Like many viewers, we found ourselves watching Netflix documentary ‘The Great Hack’ with a growing sense of unease.
The documentary charts the rise and fall of Cambridge Analytica and the apparent role it played in the 2016 US elections and Brexit. It reveals how the agency harnessed Facebook user data - in unauthorised and potentially illegal ways - to attempt to influence voters with targeted adverts of a political nature.
It also examines the potential of big data to broker global disruption, abuse privacy and enact anti-democratic change.
The Cambridge Analytica scandal is a pretty terrifying example of the misuse of private data that has lead to many people deleting their social media accounts in a bid to gain control of their online information (all too late, but that’s a topic for another blog). It’s kick-started a global conversation around data privacy and sparked the #OwnYourData movement, which demands that data rights be considered a human right.
In the words of former Cambridge Analytica employee, Brittany Kaiser: "Last year data surpassed oil in value. Data is the most valuable asset on earth."
We’re living in the age of data
Data has so much potential to bring about change. It’s therefore no surprise that, like anything with enormous power, it is open to abuse.
But let’s not rush to demonise data.
Working within and around government, we regularly see the other side of the story: data being used for the good of the people.
At Velocitii, we’re fascinated by the potential of big data and one of our core goals is to support government in using data to bring about positive change.
There’s a growing movement, both in the UK and abroad, that’s pushing for open data and data rights for citizens. Organisations such as the Open Government Partnership have been set up to 'ensure that governments do not become data monopolies', by pushing for open data policies and practices.
Meanwhile, in the private sector, OpenOwnership is an organisation fighting for greater corporate transparency worldwide, by making it easy to publish and access high-quality data about who owns a company and thus make it harder for 'corrupt individuals to hide'.
Governments around the world have a huge responsibility to their citizens to properly manage and regulate how data is used, stored and shared. Data is being gathered in such huge quantities and at such great speed that it is essential this information is stored and used properly - and transparently - to maintain public trust.
The Canadian federal government is leading the charge by making any data they collect open by default to citizens and organisations - and many other countries are expected to follow suit.
Let’s look at a few examples of how data is being used in the public sector for the greater good:
Data for anti-corruption
While data can corrupt, it also has the power to assist in the fight against corruption on a global scale.

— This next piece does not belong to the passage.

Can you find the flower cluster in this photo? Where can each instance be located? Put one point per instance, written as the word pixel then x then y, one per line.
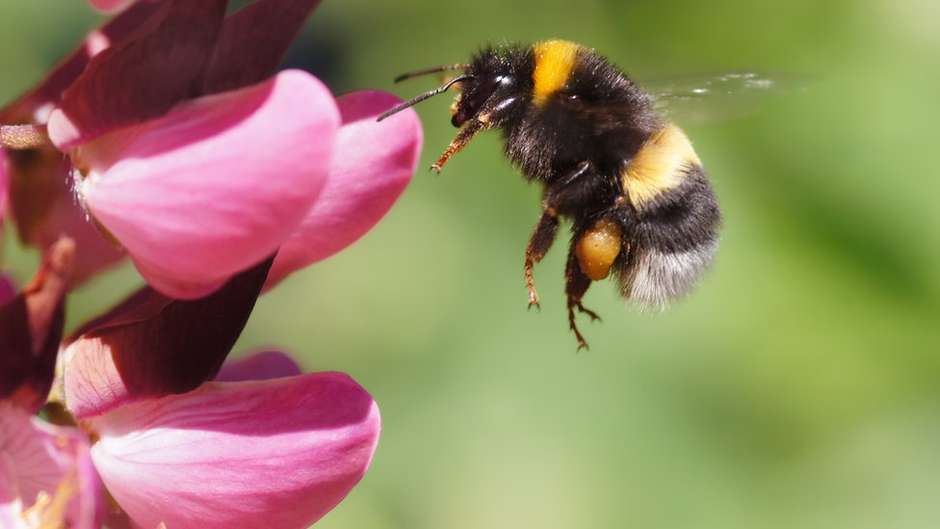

Data can hand power back to citizens, providing transparency, promoting integrity and encouraging accountability.
Big data (large, varied datasets) and open data (publicly available datasets) are important sources of information for anticorruption. During the Massec Fonseca scandal of 2016, data analytics companies helped investigative journalists sift through over 11.5 million documents to track the dealings of offshore companies using tax havens to hide wealth, and subsequently release the Panama Papers.
In the UK, GDS is helping to tackle global corruption through the Global Digital Marketplace Programme, working with international governments to make their procurement data and processes more transparent and boost their digital, data and technology sectors.
Velocitii Managing Director, Michael Horrigan, played a central role in moving the program from the Scoping phase through Discovery and into Alpha. Michael is using the lessons he learned during this time to support our government clients on data transparency, procurement reform, international anticorruption and DDaT transformation.
Data for transformation
Alison Pritchard, Director General of GDS recently announced in a blog post that “a big push on data analytics, digital identity and embedding of innovation” will be a priority for the organisation.
In recent years we’ve already seen major digital transformations at HMRC, DWP and the Home Office that have made it possible for citizens to report, declare and register themselves digitally.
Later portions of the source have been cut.